Trying to find out how people affected by the unfolding crisis in Sierra Leone were experiencing the massive international response was as much challenge as necessity. A challenge because conducting surveys in a country that had become a virtual no-go zone is non-trivial. A necessity because at-risk citizens deserve to be heard and, by systematically incorporating their feedback in the humanitarian operation, we hoped to play a small part in beating the disease.
As we were designing our first questionnaire, I heard Hans interviewed on the BBC World Service about his work on the emergency response in Liberia. When I reached out to him he was trenchant. "There are two key questions for which we need answers quickly", he said.
© BBC World Service
The first was what makes people with Ebola symptoms—fever, muscle pain, vomiting and so on—reluctant to report that they feel unwell. Leading the contact tracing effort at Liberia’s ministry of health, Hans was acutely aware that each additional day a person with the symptoms was out and about added a layer of complexity to identifying those who might have been exposed to the virus. It was crucial to understand and address the stigma that made people unwilling to seek early diagnosis and treatment, he said.
The second area of inquiry Hans proposed was why people with symptoms were reticent about staying quarantined in their homes for the statutory 21 days. Isolation of possible new cases was the standard procedure for getting the epidemic under control. If symptomatic people did not abide by the rules, which many were not, efforts to contain the spread of Ebola would be compromised.

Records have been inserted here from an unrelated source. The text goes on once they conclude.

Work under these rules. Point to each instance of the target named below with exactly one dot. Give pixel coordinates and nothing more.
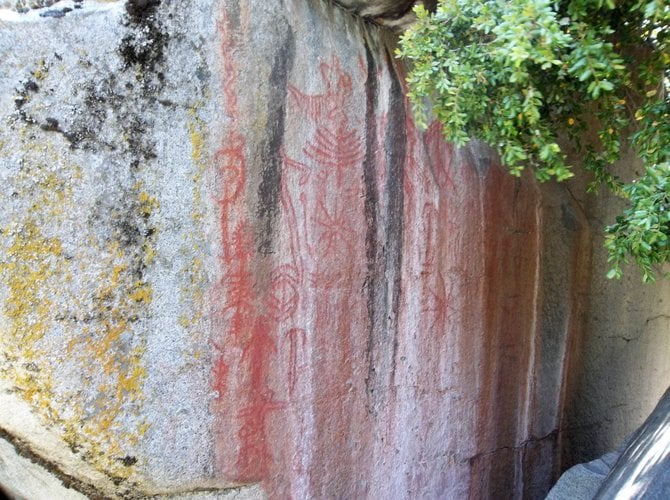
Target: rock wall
(230, 258)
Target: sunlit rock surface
(230, 258)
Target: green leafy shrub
(519, 74)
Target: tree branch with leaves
(520, 74)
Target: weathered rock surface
(229, 257)
(639, 469)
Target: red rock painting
(356, 343)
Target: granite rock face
(230, 258)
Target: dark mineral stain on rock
(141, 8)
(268, 190)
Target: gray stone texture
(231, 265)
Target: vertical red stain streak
(296, 337)
(331, 231)
(247, 336)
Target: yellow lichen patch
(192, 291)
(113, 353)
(69, 298)
(32, 266)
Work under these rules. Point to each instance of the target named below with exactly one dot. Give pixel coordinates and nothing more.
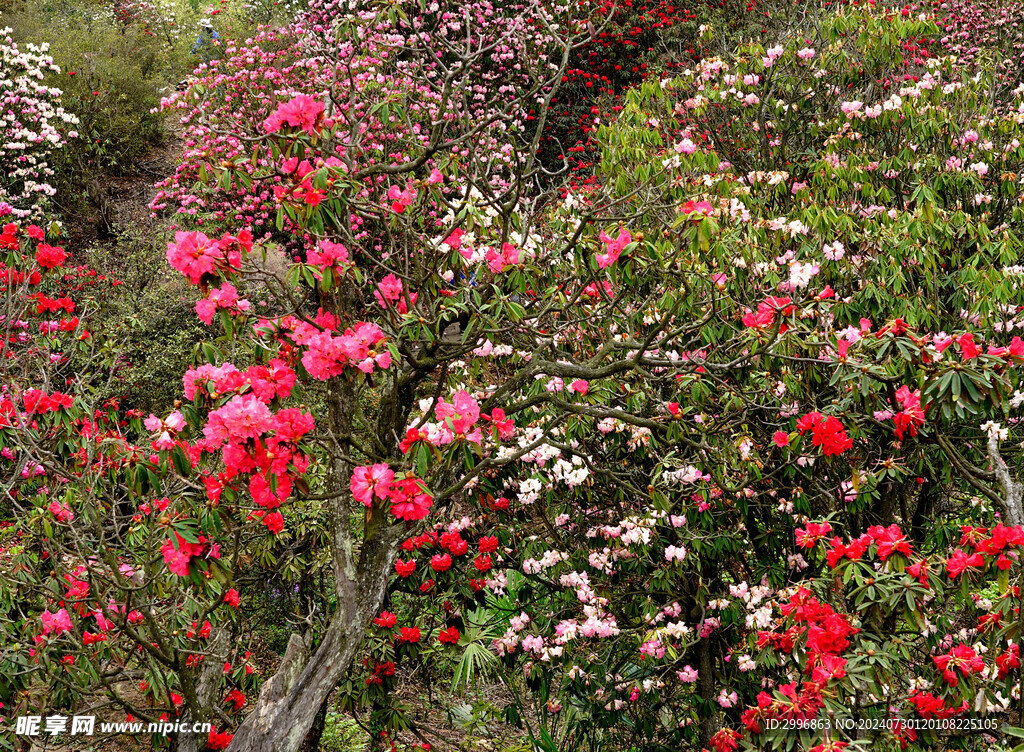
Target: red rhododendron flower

Variations on Hans' two themes became standard questions in our surveys through June 2015. Findings on what lay behind the sense of stigma helped in designing a more effective public information campaign, encouraging people to set aside their concerns about reporting symptoms for the sake of protecting the broader community; a message our research suggested was more persuasive than less specific appeals. Gradually, the surveys began to show a decline in the sense of shame associated with the disease, encouraging people to come forward.
On the reluctance to accept quarantine restrictions, the data helped surface the reasons for the persistently negative perceptions—sporadic food supplies, lack of basic medicines, and too little water for cooking and washing. By acting on the findings, conditions began to improve and, as they did so, our surveys indicated that people became less reticent about what might await them in quarantine.
Tracking stigma and wariness about quarantine provided important insight in the fight against the epidemic and—on top of his efforts to mobilise funds and establish an Ebola course for international aid workers whilst serving on the front lines in Liberia—illustrates why Hans' name elicits such admiration and respect. His extraordinary achievements across a wide range of scientific endeavor will long remain an inspiration to those of us persuaded by the power of data and evidence to challenge our assumptions and build a deeper understanding of one another and the world around us.